No mundo dos motociclos ainda que não seja uma novidade, uma vez que há houve algumas motos que usaram turbo, caso da Kawasaki GPZ750 Turbo ou da Honda 750F Turbo por exemplo, a realidade é que atualmente os construtores só produzem motores atmosféricos.

Porém isso prepara-se para ser alterado, as vantagens são imensas como já é possível comprovar em inúmeros automóveis, algo já várias vezes abordado aqui no autoblog.pt.

No salão automóvel de Tóquio da semana passada, dois grandes construtores japoneses de motos, deram a conhecer os seus mais recentes modelos com motores turbo.

A Kawasaki deu a conhecer a sua nova moto equipada com um motor de 4 cilindros e compressor volumétrico. Porém a marca não deu muitas informações sobre o modelo, apenas deram a conhecer que as laminas do compressor foram desenvolvidas internamente e que aguentam as vibrações e temperatura quando esse componente gera pressão, mesmo a velocidades elevadas como as que atingem muitas motos.

A outra marca japonesa a destacar-se foi a Suzuki, porém com uma abordagem diferente da concorrente Kawasaki.

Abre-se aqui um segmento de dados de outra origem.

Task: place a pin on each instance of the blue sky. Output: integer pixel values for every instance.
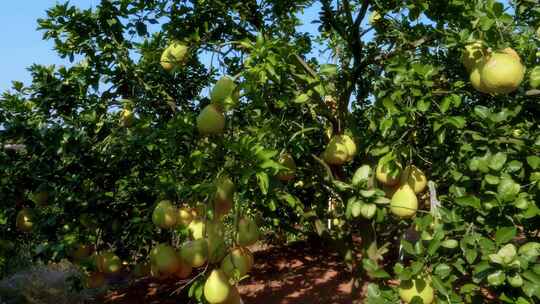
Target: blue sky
(22, 45)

A marca japonesa deu a conhecer um concept que possuiu um motor de 588 cc, com dois cilindros, um turbocompressor e um intercooler. Tudo junto permite que este motor alcance cerca de 100 cavalos de potência e um binário de 107 Nm. Tudo isto numa moto com “apenas” 174 kg de peso em seco.

Será interessante ver os futuros desenvolvimentos nesta matéria, e se o futuro das motos passará inevitavelmente por este caminho para conseguir os mesmos resultados que os fabricantes de automóveis estão a conseguir atualmente.